8. A demora em mandar embora um técnico que se mostrou lunático. E a contratação de outro que parece zombar de onde trabalha ou, o que espero ser a verdade, desconhecer esta realidade em sua amplitude.
9. Cotas que nunca se realizaram em sua inteireza. Novamente, o passivo assombrando nosso presente.
10. Por fim, a questão do Arruda. A mais complexa de todas. Algo como se a UFPE decidisse vender o prédio do curso de Direito do centro do Recife ou como se a Igreja Católica decidisse vender a Igreja da Santa Cruz ou como se pudéssemos modernizar todo o Recife Antigo, acabando com o velho casario histórico. Identidade se constrói com História. Ainda mais, Samarone me chamou a atenção para uma coisa séria: qual presidente teria coragem de assinar a venda? Só penso naqueles torcedores que roubavam tijolos para construir o Arruda.
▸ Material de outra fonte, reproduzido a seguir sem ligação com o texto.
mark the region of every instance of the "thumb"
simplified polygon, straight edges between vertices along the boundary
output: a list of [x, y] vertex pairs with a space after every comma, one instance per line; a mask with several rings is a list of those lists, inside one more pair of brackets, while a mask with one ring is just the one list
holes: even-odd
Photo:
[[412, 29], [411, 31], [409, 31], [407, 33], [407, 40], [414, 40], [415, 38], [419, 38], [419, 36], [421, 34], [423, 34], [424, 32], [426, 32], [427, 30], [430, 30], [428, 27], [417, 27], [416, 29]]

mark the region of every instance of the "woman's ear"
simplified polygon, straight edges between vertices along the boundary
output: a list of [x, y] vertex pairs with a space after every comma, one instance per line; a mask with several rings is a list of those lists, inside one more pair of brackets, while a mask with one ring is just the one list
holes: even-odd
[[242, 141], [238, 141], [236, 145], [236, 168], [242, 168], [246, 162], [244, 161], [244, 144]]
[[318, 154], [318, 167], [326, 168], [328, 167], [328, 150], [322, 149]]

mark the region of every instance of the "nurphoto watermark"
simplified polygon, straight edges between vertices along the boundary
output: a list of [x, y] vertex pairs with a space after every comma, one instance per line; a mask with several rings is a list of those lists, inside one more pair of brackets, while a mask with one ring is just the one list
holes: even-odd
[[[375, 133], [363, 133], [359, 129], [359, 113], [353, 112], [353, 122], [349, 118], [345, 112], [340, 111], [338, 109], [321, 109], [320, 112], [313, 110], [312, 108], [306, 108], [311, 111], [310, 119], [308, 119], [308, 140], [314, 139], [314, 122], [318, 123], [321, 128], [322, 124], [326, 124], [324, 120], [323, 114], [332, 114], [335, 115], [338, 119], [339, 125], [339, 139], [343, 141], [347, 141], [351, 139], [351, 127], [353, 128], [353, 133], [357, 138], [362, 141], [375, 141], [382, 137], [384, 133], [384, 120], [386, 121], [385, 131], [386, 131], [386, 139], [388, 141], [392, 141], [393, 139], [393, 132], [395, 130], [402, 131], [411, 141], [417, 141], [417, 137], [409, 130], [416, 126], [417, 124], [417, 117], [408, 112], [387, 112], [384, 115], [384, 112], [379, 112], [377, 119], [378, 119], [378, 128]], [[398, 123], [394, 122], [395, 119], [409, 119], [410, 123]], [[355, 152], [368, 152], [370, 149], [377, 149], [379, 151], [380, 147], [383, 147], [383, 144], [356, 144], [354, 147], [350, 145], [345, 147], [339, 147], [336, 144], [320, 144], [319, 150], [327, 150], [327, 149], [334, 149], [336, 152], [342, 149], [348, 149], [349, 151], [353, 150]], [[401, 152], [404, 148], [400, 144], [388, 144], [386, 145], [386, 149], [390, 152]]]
A venda é solução de fato? A única?

Mais do que pontos acabados ou definitivos, creio que estes itens – e todos os que são relevantes e aqui não listados – valem para uma discussão séria sobre nosso amado Santinha.
Seria bom que aqueles que possuem o poder de decidir fossem mais humildes para escutar sua torcida.